Ils disent que les cheveux poussent parfois les cheveux poussent parfois, mais ce spécimen a été très chauve, le désert l'a patché sur la tête, et voici, c'était comme une boule-une boule d'ivoire ; il l'avait caressé, et-il l'avait pris, il l'avait pris, l'aimais, l'embrassait, l'a fait entrer dans ses veines, il a consommé sa chair, et il a scellé son âme par les cérémonies très inconcevables de certaines initiations diaboles.
Donc, encore une fois, si vous regardez l'initiation dévorante, donc tout le contexte africain est décrit comme dévorante ici, c'est-à-dire anti-chrétien, anti-blanc, anti-européen, anti-civilisation, mais et c'est une sorte très, très raciste-une rhétorique qui est ou une rhétorique enflamée qui est utilisée par Marlow, et par extension par Conrad ici. Mais ce qui est intéressant pour nous de comprendre, c'est comment toute l'expérience de l'impérialisme devient une expérience consommatrice, elle consomme Kurtz.
Et il y a une qualité quasi cannibale à propos de son expérience, il sorte de l'eats d'une certaine façon, il emmène son corps, il en convertit un en quelque chose d'autre sa tête devient chauve et il devient ivoire. Et c'est une transition très symbolique, très symbolique. Donc, l'ensemble, le corps de Kurtz, se transformer en ivoire devient un changement très symbolique. Donc, de toute façon, il devient impérialiste, alors il s'appropria complètement l'impérialisme.

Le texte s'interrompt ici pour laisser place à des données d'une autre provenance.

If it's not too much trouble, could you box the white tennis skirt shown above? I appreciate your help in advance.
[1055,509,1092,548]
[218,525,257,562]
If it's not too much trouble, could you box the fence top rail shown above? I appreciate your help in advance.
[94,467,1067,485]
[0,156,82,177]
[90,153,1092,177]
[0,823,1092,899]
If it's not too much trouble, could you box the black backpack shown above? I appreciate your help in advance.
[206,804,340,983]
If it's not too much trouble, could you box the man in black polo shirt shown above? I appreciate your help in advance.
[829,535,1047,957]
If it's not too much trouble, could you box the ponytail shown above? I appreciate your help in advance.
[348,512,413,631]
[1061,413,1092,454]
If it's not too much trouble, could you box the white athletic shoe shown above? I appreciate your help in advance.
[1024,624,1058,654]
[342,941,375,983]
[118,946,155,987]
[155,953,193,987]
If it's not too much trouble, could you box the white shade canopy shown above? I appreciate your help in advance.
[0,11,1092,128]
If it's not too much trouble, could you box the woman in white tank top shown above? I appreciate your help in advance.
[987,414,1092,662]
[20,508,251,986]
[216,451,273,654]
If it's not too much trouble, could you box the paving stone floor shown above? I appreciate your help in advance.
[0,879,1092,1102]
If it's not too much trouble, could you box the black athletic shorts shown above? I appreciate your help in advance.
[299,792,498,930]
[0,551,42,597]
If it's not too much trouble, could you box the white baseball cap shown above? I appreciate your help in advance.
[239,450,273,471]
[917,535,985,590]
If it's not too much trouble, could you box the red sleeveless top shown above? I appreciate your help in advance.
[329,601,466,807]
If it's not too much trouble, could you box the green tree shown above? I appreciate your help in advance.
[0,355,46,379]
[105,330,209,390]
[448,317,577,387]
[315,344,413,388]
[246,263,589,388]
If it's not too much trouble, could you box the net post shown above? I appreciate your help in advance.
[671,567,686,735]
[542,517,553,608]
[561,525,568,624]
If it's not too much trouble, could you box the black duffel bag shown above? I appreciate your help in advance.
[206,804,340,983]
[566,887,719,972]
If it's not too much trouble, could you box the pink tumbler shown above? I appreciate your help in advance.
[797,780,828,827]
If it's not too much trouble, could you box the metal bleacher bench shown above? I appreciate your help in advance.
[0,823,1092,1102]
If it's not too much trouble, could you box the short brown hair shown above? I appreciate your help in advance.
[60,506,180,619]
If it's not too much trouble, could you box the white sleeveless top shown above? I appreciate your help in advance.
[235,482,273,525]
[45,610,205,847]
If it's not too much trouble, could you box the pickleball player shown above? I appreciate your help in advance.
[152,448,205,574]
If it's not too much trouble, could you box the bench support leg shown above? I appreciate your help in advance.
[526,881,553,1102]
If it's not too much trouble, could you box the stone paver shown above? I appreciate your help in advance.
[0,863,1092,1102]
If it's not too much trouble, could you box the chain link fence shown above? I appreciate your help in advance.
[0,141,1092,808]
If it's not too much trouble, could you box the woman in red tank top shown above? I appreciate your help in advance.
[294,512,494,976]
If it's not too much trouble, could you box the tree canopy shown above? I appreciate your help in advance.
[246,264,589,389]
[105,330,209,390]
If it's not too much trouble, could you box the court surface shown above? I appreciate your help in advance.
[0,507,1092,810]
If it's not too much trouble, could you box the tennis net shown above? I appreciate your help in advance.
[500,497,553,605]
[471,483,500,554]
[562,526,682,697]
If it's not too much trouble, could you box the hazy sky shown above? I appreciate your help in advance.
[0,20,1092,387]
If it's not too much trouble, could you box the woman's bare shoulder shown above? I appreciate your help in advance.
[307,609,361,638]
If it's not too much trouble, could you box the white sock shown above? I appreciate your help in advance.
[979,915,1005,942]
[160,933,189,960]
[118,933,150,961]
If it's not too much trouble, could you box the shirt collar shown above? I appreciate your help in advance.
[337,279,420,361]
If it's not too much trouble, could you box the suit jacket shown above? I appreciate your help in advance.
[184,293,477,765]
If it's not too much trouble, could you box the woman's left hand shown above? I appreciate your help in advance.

Et cela fait partie du problème avec Kurtz, la raison pour laquelle il devient un problème pour les machines impériales, ce n'est pas parce qu'il est un soldat inadéquat, non pas parce qu'il est un impérialiste inadapté, c'est parce qu'il est un impérialiste hyper-adéquat. Il le fait trop, il s'approchez de l'impérialisme. Et là réside sa monstruosité qui devient trop parfaite, il devient trop approprié vous savez qu'il devient trop d'un spécimen impérial. Donc, il devient l'ivoire d'une certaine façon, et c'est un morphing très symbolique, un symbole très symbolique de devenir un processus performatif très symbolique à travers lequel il devient l'ivoire, qui est évidemment un signifiant de l'impérialisme ici. Donc, cette boule d'ivoire Kurtz qui ressemble à une boule d'ivoire est une définition très symbolique et quelque chose que nous devons garder à l'esprit en termes de catégorisation de Kurtz comment elle est catégorisée.
Donc, il était un favori gâté et pamé. Donc, il y a aussi un narratif prodigue sur Kurtz. Donc, c'est un fils, qui va prodigalité ; c'est un fils qui va foin ; c'est un fils qui te fait connaître devient monstrueux. Et une monstruosité, bien sûr fait partie de l'hyperappropriation, le fait qu'il soit hyper approprié aux spécimens coloniaux, les marqueurs coloniaux, les marqueurs impériaux, et là se trouve un problème, là se trouve une monstruosité, là se trouve toute la qualité cannibale de Kurtz. Donc, toute l'idée d'être le fils gâté, le fils choyé, le fils prodigue de l'impérialisme, c'est que vous connaissez le départ d'un droit chrétien narratif.
Ivoire? Je devrais le penser. Des tas de ça, des tas de ça. L'ancienne cabane de boue lui faisait éclater. Donc, encore une fois une surabondance d'ivoire et une hypervisibilité du signifiant impérial et qui devient un problème pour l'impérialisme. Donc, il n'y a pas qu'il soit très nu, c'est très explicite. Ce n'est rien du tout qui essaie d'efface l'avidité de l'exploitation, de la soif de pouvoir, de l'effondrement des machines impériales ici, il est très au premier plan, c'est très bien dans votre visage et cela devient un problème.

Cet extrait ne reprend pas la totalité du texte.